Outcome studies are crucial to determine the relevance of a new medical device. To our best knowledge, there is no outcome study using pharyngeal pH-impedance in patients with suspected LPR and whether this technique will be further developed and prove to be helpful for the management of these difficult patients remains to be determined.5 Even with the help of oesophageal pH and impedance patterns, analysing pharyngeal pH-impedance events is challenging and poorly reproducible.16 This is the reason why we made a lot of efforts to have a consensus review for each individual reflux event in our study. Two short outcome studies have been reported with the Restech device. In one study, the sensitivity and specificity of the device for the diagnosis of LPR were 69 and 100%, respectively,14 but it was a small (22 patients), uncontrolled study, taking the response to PPI therapy as a gold standard. The second uncontrolled study reported a favourable post-fundoplication outcome in 12/14 patients with an abnormal Restech study preoperatively.15 Regarding the important placebo effect in this context, the results of these studies should be interpreted with caution. Prospective controlled outcome studies are mandatory to determine the relevance of this technique.

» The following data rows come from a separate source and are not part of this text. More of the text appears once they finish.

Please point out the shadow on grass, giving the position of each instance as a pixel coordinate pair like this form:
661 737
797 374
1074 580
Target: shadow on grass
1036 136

In conclusion, this study demonstrates that pharyngeal pH alone is not reliable for the detection of pharyngeal reflux events and that adding distal oesophageal pH analysis is not helpful. The only reliable analysis should take into account impedance patterns demonstrating the presence of a pharyngeal reflux event preceded by a distal and proximal reflux event within the oesophagus.
Acknowledgements
The pH-impedance catheters were provided by Sandhill Scientific.
Funding
This study was funded by the Groupe Français de NeuroGastroentérologie (GFNG) and supported by the ‘Délégation à la Recherche Clinique et à l'Innovation’ of the Bordeaux University Hospital.
Conflict of interest
FZ has served as a speaker, a consultant and an advisory board member for Addex Pharma, Xenoport, Shire Movetis, Norgine, Astrazeneca, Janssen Cilag, Reckitt Benckiser, and Given Imaging. SR has served as speaker, consultant and advisory board member for Given Imaging. SBdV has served as a speaker, a consultant and an advisory board member for Shire Movetis, Astrazeneca, Janssen Cilag, and Given Imaging. FM has served as a speaker, a consultant and/or an advisory board member for Given Imaging, Medtronic, and Shire Movetis. GG has served as speaker, consultant and advisory board member for Reckitt Benckiser. BC served as a speaker, a consultant and advisory board member for Shire Movetis and Astra Zeneca. The other authors declare no conflict of interest.